How? It does take commitment, a willingness to listen to your body as opposed to overriding your physical needs in order to watch that late night program, get one more thing done, etc.
Remember when you were a kid and you could fall asleep just about anywhere? You still could if you let yourself. While literally falling asleep in a meeting isn’t cool, learning to once again tune in to the feeling of sleepiness washing over yourself can kick start your ability to get the rest you need. So take time each evening to tune in to yourself, sit quietly and notice. Do you feel the tug of the Sandman?
Just taking those moments to simply sit quietly gives your sleep rhythms a boost. Once you do, you’re on your way to unwinding enough to get the rest you want. A few other tips (there will be more on these later) that support getting restful sleep.
1. Turn off all electronics at least an hour before you go to bed. (a half-hour is the bare minimum)
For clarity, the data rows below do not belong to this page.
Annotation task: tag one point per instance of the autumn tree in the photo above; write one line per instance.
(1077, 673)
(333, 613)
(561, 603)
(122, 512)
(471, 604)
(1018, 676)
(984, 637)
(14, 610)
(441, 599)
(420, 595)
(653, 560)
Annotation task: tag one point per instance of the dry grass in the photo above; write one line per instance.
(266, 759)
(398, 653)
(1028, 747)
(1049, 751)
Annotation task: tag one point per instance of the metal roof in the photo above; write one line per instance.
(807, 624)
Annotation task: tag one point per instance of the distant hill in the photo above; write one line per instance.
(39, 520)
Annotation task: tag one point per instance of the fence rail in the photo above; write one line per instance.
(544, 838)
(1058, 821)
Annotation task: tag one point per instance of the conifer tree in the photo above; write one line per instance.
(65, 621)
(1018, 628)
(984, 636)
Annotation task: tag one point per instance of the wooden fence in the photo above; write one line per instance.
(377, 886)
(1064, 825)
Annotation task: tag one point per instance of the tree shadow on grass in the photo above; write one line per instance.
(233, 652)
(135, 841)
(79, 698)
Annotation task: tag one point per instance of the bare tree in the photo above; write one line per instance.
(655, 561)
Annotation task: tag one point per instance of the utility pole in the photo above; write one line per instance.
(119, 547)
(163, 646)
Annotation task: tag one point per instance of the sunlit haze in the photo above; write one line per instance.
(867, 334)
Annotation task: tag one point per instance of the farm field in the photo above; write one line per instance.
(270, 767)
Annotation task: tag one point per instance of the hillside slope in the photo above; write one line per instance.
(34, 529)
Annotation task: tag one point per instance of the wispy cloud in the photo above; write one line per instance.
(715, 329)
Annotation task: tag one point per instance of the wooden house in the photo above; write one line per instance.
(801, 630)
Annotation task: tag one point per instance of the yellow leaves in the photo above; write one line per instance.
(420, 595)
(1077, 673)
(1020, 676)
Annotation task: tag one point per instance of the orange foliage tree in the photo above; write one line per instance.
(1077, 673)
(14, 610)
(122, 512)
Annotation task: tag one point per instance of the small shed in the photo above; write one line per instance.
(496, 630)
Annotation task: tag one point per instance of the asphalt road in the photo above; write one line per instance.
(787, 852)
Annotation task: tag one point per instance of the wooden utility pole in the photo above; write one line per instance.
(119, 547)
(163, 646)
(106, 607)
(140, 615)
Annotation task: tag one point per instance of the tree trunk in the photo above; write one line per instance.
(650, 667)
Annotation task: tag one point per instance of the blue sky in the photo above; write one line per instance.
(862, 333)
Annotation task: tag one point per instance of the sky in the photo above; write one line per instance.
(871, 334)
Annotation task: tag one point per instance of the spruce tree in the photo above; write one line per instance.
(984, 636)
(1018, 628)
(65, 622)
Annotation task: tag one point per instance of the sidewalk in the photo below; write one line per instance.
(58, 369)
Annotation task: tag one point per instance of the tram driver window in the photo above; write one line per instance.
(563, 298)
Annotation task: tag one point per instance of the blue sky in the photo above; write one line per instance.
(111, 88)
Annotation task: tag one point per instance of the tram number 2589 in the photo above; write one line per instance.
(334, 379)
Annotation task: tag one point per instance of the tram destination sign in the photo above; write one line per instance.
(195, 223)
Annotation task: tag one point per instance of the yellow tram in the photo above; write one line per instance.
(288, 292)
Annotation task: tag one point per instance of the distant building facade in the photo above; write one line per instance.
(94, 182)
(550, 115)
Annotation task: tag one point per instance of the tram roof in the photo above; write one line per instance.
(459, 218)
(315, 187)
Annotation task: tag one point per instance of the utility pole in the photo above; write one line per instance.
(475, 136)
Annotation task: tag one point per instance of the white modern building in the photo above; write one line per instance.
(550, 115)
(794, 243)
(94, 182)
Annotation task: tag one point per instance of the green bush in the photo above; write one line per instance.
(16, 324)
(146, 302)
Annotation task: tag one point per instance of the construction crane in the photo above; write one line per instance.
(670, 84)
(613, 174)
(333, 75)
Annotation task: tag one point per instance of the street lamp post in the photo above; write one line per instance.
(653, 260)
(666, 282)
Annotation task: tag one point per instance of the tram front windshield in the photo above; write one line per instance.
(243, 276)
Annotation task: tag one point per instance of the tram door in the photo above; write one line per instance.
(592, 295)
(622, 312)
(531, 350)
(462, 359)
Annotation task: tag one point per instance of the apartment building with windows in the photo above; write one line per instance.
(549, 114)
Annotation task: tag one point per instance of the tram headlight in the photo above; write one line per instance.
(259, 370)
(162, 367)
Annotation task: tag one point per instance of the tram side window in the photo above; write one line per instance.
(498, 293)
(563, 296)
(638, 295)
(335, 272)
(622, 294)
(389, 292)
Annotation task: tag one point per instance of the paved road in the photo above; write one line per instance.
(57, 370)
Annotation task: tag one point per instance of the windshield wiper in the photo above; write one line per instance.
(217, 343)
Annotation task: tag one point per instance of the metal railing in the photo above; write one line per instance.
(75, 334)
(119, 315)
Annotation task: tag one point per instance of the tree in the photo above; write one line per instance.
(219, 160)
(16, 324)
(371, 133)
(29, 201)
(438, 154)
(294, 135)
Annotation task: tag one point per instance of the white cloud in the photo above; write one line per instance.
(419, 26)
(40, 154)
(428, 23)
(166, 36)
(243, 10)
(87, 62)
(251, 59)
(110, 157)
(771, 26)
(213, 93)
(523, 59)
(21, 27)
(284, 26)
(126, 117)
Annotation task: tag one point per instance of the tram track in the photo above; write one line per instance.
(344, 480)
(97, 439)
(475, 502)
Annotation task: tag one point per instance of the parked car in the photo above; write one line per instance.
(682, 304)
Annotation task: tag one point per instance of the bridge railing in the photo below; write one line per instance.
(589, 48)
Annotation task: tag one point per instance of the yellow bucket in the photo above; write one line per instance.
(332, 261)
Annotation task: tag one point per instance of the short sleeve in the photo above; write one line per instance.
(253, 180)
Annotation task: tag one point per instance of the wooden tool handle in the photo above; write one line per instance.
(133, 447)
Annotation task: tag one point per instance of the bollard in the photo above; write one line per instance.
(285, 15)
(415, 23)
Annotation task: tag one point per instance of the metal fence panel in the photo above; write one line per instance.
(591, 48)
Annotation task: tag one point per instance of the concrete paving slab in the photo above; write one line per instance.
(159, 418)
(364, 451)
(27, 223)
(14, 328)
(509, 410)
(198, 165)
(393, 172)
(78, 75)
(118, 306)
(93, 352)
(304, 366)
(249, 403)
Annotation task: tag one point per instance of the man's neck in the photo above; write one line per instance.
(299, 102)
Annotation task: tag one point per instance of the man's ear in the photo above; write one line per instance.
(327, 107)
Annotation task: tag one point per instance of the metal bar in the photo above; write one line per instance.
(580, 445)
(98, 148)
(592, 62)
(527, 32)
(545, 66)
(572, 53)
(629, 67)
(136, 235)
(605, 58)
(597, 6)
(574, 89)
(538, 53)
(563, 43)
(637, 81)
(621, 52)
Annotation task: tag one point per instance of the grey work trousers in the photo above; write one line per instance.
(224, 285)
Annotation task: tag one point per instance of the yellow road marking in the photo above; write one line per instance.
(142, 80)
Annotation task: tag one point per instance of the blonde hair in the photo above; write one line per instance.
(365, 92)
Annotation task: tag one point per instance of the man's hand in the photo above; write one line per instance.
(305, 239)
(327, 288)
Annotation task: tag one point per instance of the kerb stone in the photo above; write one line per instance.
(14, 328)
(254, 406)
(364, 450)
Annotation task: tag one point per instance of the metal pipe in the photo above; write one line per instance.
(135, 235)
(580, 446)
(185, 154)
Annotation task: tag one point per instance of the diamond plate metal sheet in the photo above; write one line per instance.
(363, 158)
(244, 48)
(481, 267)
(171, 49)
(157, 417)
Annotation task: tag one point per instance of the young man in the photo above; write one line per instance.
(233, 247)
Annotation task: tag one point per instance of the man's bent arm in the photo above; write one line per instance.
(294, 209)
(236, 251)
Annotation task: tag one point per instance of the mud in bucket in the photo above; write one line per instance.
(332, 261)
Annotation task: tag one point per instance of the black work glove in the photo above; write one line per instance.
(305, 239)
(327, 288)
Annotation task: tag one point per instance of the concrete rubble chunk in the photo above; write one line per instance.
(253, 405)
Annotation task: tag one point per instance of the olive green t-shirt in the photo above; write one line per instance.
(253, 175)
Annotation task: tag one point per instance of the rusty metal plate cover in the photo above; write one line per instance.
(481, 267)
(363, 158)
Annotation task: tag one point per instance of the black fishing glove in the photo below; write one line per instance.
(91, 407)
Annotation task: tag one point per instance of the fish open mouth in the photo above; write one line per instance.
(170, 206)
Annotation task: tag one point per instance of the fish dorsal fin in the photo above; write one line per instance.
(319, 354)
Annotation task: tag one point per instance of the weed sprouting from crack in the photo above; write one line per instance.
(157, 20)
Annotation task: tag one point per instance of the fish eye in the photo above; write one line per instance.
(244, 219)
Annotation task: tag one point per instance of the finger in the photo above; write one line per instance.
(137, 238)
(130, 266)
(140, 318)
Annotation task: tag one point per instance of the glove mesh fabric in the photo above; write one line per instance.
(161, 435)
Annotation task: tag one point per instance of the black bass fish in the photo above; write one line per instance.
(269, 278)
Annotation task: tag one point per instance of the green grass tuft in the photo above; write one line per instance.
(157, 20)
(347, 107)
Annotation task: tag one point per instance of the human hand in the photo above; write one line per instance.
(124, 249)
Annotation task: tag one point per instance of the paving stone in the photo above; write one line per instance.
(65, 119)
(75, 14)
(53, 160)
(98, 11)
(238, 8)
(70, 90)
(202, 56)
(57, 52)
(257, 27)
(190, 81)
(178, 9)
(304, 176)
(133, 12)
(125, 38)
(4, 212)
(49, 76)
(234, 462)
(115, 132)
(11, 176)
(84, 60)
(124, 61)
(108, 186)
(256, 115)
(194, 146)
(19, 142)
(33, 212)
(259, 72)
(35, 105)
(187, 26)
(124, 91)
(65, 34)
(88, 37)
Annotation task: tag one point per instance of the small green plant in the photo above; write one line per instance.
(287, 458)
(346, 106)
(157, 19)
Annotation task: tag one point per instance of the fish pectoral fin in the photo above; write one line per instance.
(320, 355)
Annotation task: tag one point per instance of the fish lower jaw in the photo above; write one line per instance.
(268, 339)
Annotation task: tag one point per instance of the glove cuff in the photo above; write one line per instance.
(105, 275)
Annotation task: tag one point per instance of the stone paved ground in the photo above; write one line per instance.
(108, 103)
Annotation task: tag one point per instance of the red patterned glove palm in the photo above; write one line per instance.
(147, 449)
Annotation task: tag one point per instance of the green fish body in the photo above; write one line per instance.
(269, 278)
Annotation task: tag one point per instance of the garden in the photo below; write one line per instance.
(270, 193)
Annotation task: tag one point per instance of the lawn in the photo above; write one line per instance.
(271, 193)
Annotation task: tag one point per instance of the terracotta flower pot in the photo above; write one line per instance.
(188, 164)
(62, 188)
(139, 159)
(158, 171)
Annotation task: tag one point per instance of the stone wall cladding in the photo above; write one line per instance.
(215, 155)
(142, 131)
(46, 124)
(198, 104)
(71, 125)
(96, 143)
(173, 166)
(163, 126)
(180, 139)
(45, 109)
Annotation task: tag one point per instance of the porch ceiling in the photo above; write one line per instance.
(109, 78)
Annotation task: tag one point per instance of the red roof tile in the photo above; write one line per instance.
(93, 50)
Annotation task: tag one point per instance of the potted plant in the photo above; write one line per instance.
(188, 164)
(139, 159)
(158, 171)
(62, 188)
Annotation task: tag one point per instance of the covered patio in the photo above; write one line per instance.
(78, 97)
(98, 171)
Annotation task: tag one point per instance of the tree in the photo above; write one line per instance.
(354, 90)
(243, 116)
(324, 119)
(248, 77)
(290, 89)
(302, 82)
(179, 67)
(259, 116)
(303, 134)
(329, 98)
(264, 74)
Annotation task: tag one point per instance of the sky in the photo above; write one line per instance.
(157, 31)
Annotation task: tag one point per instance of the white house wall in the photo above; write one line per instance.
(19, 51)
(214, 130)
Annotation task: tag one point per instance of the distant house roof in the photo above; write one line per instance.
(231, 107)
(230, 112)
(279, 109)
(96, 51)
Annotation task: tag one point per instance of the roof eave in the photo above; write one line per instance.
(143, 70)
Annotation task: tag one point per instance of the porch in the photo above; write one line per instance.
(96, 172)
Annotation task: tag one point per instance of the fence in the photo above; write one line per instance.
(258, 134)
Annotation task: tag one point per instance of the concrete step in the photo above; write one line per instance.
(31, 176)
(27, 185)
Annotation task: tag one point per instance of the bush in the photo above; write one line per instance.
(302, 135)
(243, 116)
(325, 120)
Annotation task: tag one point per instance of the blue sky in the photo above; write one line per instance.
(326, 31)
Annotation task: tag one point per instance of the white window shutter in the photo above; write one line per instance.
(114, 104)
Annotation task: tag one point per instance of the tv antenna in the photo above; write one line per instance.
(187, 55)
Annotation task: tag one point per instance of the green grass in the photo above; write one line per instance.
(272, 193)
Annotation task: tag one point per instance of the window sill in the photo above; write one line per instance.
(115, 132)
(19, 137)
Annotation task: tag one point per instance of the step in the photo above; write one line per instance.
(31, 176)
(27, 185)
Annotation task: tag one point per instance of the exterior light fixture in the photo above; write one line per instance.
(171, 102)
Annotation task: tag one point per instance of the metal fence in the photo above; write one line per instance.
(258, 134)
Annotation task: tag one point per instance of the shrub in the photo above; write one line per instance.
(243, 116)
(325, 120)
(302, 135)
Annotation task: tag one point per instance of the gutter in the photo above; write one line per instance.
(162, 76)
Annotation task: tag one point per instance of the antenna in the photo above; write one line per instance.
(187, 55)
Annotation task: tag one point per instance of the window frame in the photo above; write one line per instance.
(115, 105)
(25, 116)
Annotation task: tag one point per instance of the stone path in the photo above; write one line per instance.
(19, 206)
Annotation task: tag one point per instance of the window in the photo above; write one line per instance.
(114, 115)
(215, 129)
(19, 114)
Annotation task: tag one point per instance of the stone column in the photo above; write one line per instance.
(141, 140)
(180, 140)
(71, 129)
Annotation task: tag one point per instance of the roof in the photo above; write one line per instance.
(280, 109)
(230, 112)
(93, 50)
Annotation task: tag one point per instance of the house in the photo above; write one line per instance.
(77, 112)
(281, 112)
2. Turn down the temperature.
3. Create a bed-time ritual that relaxes your body and your mind. Do it consciously and religiously.
4. Make sure you have at least 8-hours of in-bed time. A REM cycle is approximately 90 minutes. Eight hours give you time to settle, get seven full REM cycles and wake up refreshed BEFORE your alarm goes off. Your brain needs to complete an entire cycle to optimize alertness. So, on those days when you can’t get your full seven (or eight) cycles, get up at the end of a REM cycle rather than hitting snooze for 15 or 20 minutes.